Quando l’addetto ai rifiuti taglia il sacco nero della spazzatura raccolta sui fondali del mare davanti a Livorno, escono i mostri. Un campionario di plastiche che ci sono appartenute, che abbiamo usato, buttato e affondato. Sono state catturate dalle reti a strascico di sei pescherecci assieme alle triglie, ai branzini e agli altri pesci. A differenza di quello che succede di solito, non sono state ributtate in acqua, ma portate a riva. Passano sul nastro trasportatore della Revet.
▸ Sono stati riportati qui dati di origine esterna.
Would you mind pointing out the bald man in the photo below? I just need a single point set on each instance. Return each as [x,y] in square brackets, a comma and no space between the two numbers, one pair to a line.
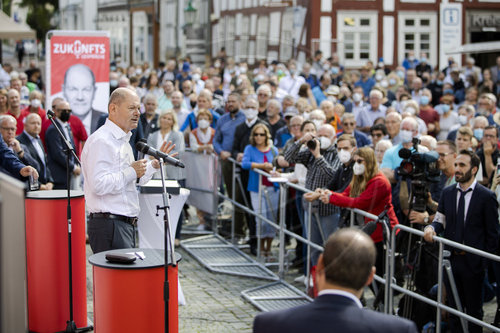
[344,269]
[79,90]
[110,172]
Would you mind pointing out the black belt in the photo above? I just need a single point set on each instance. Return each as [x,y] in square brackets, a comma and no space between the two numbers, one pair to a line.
[109,216]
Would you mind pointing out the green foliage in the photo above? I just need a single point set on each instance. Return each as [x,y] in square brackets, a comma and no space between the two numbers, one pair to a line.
[40,14]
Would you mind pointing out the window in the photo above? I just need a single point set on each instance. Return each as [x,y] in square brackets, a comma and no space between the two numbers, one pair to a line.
[418,33]
[357,34]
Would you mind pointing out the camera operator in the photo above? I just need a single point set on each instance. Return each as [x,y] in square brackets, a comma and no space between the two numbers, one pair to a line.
[322,162]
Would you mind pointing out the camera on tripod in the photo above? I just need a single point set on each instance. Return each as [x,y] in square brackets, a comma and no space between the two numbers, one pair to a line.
[422,170]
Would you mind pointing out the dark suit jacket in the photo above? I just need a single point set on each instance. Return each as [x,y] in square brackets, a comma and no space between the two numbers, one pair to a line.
[57,156]
[481,221]
[43,171]
[330,313]
[9,162]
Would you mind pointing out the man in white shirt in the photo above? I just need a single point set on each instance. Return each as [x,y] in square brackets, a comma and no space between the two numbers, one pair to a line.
[111,173]
[344,269]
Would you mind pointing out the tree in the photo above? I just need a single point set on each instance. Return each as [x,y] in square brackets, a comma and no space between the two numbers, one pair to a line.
[40,15]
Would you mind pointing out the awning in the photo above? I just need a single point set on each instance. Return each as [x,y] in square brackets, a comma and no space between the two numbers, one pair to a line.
[485,47]
[10,29]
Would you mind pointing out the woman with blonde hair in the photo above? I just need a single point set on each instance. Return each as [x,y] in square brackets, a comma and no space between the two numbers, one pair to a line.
[369,191]
[259,154]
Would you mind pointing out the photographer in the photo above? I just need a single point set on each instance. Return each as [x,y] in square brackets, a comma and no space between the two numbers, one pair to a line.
[321,160]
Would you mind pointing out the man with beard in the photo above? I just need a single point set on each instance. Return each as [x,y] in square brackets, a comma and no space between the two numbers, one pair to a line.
[467,214]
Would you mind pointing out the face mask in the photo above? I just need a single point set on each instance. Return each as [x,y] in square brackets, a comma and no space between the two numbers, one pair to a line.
[462,119]
[251,114]
[36,103]
[64,116]
[478,133]
[406,136]
[317,123]
[358,169]
[203,123]
[344,156]
[324,142]
[411,111]
[332,99]
[424,100]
Il loro capolinea è in uno stabilimento di Pontedera (Pisa) dove gli addetti al trattamento dovranno decidere se quelle plastiche possono essere rigenerate o se andranno all’inceneritore. “Soltanto il 15% può essere recuperato”, spiegano da lì.

La sfilata della pesca dei rifiuti presi dai fondali dell’Arcipelago Toscano comincia con un grosso secchio per i pavimenti, uno stivale di gomma, il volante di un motoscafo pieno di conchiglie, funi, bicchieri, centinaia di cellophane slabbrati, contenitori della frutta di quelli che si trovano al supermercato. Una borsa senza più colore, un rotolo di gomma nera, resti di bottiglie: dal latte, all’acqua, ai detersivi. Una rete di recinzione verde, un sacchetto di caramelle, uno di zuppa campagnola, lattine di Coca-cola e di birra. Un galleggiante, una paletta, la gamba di una bambola, un pallone di beach volley, barattoli di Estathé pieni di alghe, una pinna da sub smangiucchiata, una tanica, una cerata arancione. Hanno faticato i pescatori a tirare su la carcassa di un motore Yamaha appartenuto a una barca e diventato casa di conchiglie e verdure marine.

Il bottino dei primi 15 giorni dell’operazione “Arcipelago Pulito” è di 230 chili di spazzatura, due metri cubi. I sacchi neri si accumulano ogni giorno al porto e ogni sacco è un respiro più pulito per il mare qui davanti. Questo è uno dei primi progetti in Italia per recuperare le plastiche dalle onde e smaltirle. Lo ha promosso la Regione Toscana col ministero dell’Ambiente, la Capitaneria, Legambiente e Unicoop Firenze. Quest’ultima ha reclutato i pescatori che riforniscono i supermercati: “Il mare è la nostra casa – racconta dal suo peschereccio Michele – tenerlo pulito è nostro interesse”.

Legambiente è impegnata da anni su questo fronte con monitoraggi e ricerche: Goletta Verde ha realizzato l’indagine “Plastic free sea” da cui emerge che il 95% dei rifiuti galleggianti in mare è composto di plastica. “Dobbiamo intervenire in fretta perché le plastiche che sono sui fondali da troppo tempo si sfaldano e rischiano di entrare nella catena alimentare”, dice Vittorio Bugli, assessore della Regione Toscana. “Abbiamo coinvolto il Ministero perché il nostro obiettivo non è solo pulire il mare, ma cambiare la legge”, prosegue.

Un nodo fondamentale: oggi chi recupera rifiuti dalle acque e li porta a terra (in maniera non sporadica) rischia di vedersi accollare i costi dello smaltimento (le plastiche sono un rifiuto speciale). “Per questo i pescatori le ributtano in acqua”, dice Giorgio Zampetti, direttore di Legambiente. “C’è un’impasse normativa da correggere”. “Arcipelago pulito” autorizza i sei pescherecci a portare a riva i rifiuti recuperati in un braccio di 300 chilometri quadrati di mare tra Livorno e il Grossetano. Ma è una sperimentazione, il primo passo di una strada lunga.